Ce qu’on lit est une voix, une parole fixée. Le résultat est extrêmement émouvant, saisissant, puisque cela témoigne d’un parlé en voie de disparition, d’un parlé du passé (cela rend vivant ce qui est révolu, véhicule une mémoire), et ce qu’elle communique est fort, sensible, énergique, drôle, intelligent, direct, une sorte de sagesse populaire, mais aussi personnelle, originale, le tout traversé de gouffres et vertiges avec beaucoup de naturel, tout est là très simplement. 
Qui n’a pas connu ou croisé une vieille bonne femme parlant comme ça dans le bourg d’un village ? On sent la maison de bourg, on entrevoit d’autres époques.

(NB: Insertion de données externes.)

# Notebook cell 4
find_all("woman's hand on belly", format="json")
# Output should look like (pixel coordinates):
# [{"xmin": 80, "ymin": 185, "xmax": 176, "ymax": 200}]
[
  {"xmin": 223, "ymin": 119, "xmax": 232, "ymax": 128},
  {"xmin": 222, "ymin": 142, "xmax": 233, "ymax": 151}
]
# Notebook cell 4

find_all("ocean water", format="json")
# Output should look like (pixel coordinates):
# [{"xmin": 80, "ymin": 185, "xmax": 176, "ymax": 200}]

Des guerres, des drames, des amours, des morts, des trahisons, de routines, des petits riens, des naissances, des maladies, des souvenirs légers, des joies, de la solitude, de tout.
Ce texte rend hommage, donne corps à ce parlé croustillant, cette torsion sur la langue par l’image et l’expression, charriant une expérience de la vie.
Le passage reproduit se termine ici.